Survey finds increased FISMA reporting demands

Results from a survey of federal chief information security officers to be released today indicate growing concerns about software quality and increased reporting demands to comply with federal information security laws.

The survey found that federal CISOs spend an average of 3.75 hours a day, or 23 percent more time than a year ago, on various security reporting activities required under the Federal Information Security Management Act (FISMA) of 2002.

A desire to have software vendors improve the quality of their code ranked as a top concern of the 29 federal CISOs who participated in the study. Intelligent Decisions, a systems integration company, conducted the research.

“People have dealt with systems administration security and the network security pretty well,” said Roy Stephan, cybersecurity director at Intelligent Decisions. “They’re moving on to the next great challenge, which is the code itself. They’re learning more about how exploits work.”

Exploits that take advantage of buffer overflows and other flaws in poorly coded software render database and Web servers insecure.
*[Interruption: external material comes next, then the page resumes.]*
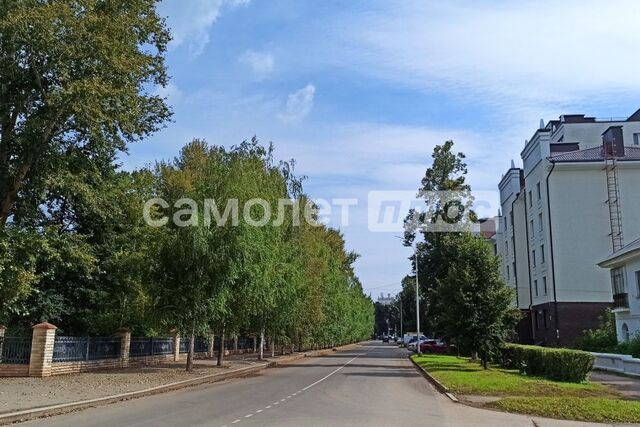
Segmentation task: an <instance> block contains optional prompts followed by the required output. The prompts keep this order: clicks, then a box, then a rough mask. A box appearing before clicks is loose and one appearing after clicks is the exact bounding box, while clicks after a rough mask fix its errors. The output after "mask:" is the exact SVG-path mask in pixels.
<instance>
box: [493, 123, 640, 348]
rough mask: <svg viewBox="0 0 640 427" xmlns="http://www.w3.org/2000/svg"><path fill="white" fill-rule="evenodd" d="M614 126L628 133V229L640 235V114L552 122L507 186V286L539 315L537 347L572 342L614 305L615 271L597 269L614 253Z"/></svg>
mask: <svg viewBox="0 0 640 427" xmlns="http://www.w3.org/2000/svg"><path fill="white" fill-rule="evenodd" d="M611 126H621V127H622V130H623V135H624V145H625V146H626V147H627V148H626V150H625V151H626V152H625V154H626V156H625V157H621V158H620V161H619V162H618V163H617V165H618V166H617V172H618V178H619V189H620V200H621V211H622V215H621V216H622V224H623V230H624V233H625V234H628V235H631V236H637V235H640V215H638V213H639V212H640V114H638V113H636V114H634V115H633V116H631V117H630V118H629V119H626V120H621V121H598V120H595V119H592V118H588V117H584V116H582V115H580V116H578V115H573V116H562V117H561V119H560V120H557V121H551V122H549V123H548V124H547V125H546V126H545V127H544V128H541V129H538V130H537V131H536V132H535V133H534V135H533V137H532V138H531V140H530V141H528V142H527V143H526V145H525V148H524V150H523V151H522V153H521V157H522V162H523V168H522V169H519V168H515V167H513V165H512V168H511V169H509V171H508V172H507V173H506V174H505V175H504V176H503V178H502V180H501V182H500V203H501V211H502V222H501V225H502V227H501V229H500V230H499V233H498V234H497V235H496V239H495V240H496V245H497V252H498V254H499V255H500V257H501V260H502V263H501V264H502V267H501V268H502V275H503V277H504V279H505V281H506V282H507V283H508V284H509V285H510V286H511V287H513V288H514V289H516V288H517V290H518V292H517V295H518V296H517V300H516V301H515V303H517V306H518V308H520V309H523V310H526V309H528V310H529V311H530V313H531V328H532V329H533V341H534V342H537V343H549V342H550V341H554V342H555V343H556V344H558V343H561V342H563V341H564V343H567V342H569V341H570V338H569V337H568V336H567V335H571V336H572V337H575V336H576V335H578V334H579V333H580V332H581V330H582V329H586V328H590V327H593V326H594V325H593V322H595V321H597V317H598V316H597V314H596V312H598V310H601V309H603V308H604V307H605V306H606V304H610V303H611V302H612V291H611V286H610V280H609V276H608V273H607V272H606V271H605V270H603V269H601V268H599V267H598V266H597V263H598V262H600V261H601V260H602V259H604V258H605V257H606V256H608V255H609V254H610V253H611V252H612V250H613V247H612V239H611V222H610V216H609V209H608V205H607V203H606V201H607V199H608V187H607V174H606V172H605V170H604V157H603V156H602V152H601V148H600V147H601V145H602V134H603V133H604V132H605V131H606V130H607V129H608V128H609V127H611ZM636 142H638V144H636ZM547 192H548V194H547ZM514 270H515V274H514ZM581 311H582V312H584V316H583V315H582V312H581ZM582 326H584V328H582ZM536 330H537V331H538V332H537V333H536Z"/></svg>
Better software code could make a big difference in addressing the concerns of federal information security executives, Stephan said.
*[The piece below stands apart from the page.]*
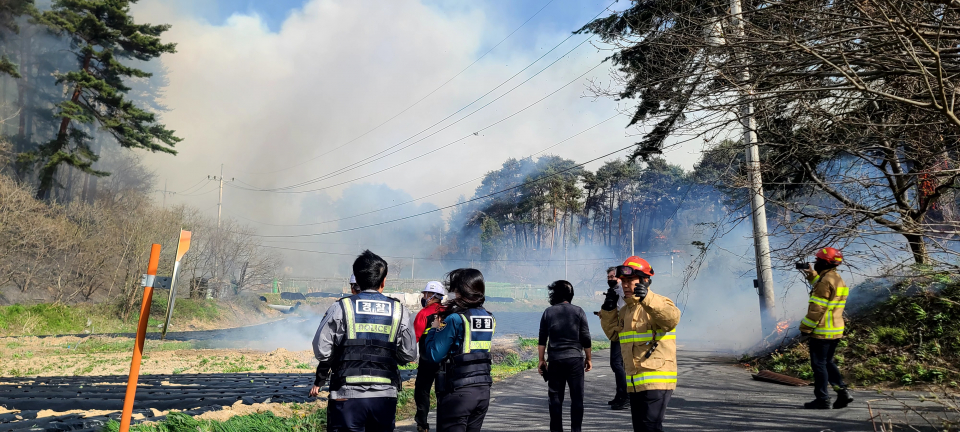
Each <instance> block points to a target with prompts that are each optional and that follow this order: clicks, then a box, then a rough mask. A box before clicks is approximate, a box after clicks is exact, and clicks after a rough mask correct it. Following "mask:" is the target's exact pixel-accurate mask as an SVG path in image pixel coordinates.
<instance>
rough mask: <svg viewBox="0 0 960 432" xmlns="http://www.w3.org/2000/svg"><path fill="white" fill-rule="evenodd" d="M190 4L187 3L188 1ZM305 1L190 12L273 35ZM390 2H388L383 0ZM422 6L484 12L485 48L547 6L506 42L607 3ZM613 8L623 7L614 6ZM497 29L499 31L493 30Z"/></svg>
mask: <svg viewBox="0 0 960 432" xmlns="http://www.w3.org/2000/svg"><path fill="white" fill-rule="evenodd" d="M188 1H189V0H188ZM307 1H308V0H200V1H197V0H192V1H190V9H192V11H193V13H194V14H195V15H196V16H197V17H198V18H200V19H203V20H205V21H207V22H210V23H211V24H214V25H220V24H223V23H224V22H226V20H227V19H228V18H230V16H232V15H234V14H243V15H253V14H255V15H257V16H259V17H260V18H261V19H262V20H263V21H264V22H265V23H266V25H267V26H268V28H269V29H270V31H272V32H276V31H278V30H279V29H280V26H281V25H283V22H284V20H286V19H287V17H288V16H289V15H290V13H292V12H293V11H296V10H298V9H300V8H302V7H303V5H304V3H306V2H307ZM384 1H389V0H384ZM424 3H426V4H428V5H430V6H431V7H433V8H435V9H437V10H439V11H443V12H450V13H453V12H460V11H463V10H465V9H467V8H468V7H469V8H477V7H479V8H480V9H482V10H483V11H484V13H485V14H486V15H488V16H491V17H496V19H495V21H496V22H498V23H500V24H501V28H500V29H491V32H490V34H489V35H487V36H488V37H487V39H488V40H487V46H486V48H489V46H492V45H493V44H495V43H496V42H498V41H500V39H502V38H503V37H504V36H506V35H507V34H509V32H510V31H513V29H514V28H516V27H517V26H518V25H520V24H521V23H523V22H524V21H526V20H527V19H528V18H530V16H532V15H533V14H535V13H536V12H537V11H538V10H540V9H541V8H543V7H544V5H547V7H546V8H544V9H543V11H542V12H541V13H540V14H539V15H537V16H536V18H534V19H533V20H531V22H530V23H528V24H527V25H526V26H524V28H523V29H522V30H521V31H520V32H518V34H516V35H514V37H512V38H511V40H510V41H508V42H507V44H508V45H509V44H510V43H513V44H517V43H523V42H524V41H529V40H531V39H532V38H535V37H536V35H537V34H542V33H554V32H567V31H572V30H575V29H577V28H579V27H581V26H582V25H583V24H585V23H586V22H587V21H589V19H590V18H592V17H593V16H594V15H596V14H597V13H598V12H599V11H601V10H602V9H603V8H604V7H605V6H607V5H609V4H611V1H609V0H603V1H597V0H552V1H551V0H521V1H507V0H486V1H472V2H465V1H463V0H425V1H424ZM613 7H614V8H619V7H622V5H617V4H615V5H614V6H613ZM496 30H499V31H496Z"/></svg>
Intelligent Decisions also reported that federal CISOs expect three trends to gain momentum within the next year: expanded use of wireless networks, deployment of multifactor authentication and increased spending on database security.

Meanwhile, survey participants named as their top three security concerns the threat of network attacks, software patch management and FISMA compliance.

Despite concerns about network attacks, officials in more than half of the agencies that reported having wireless networks said they do not have basic security controls on those networks.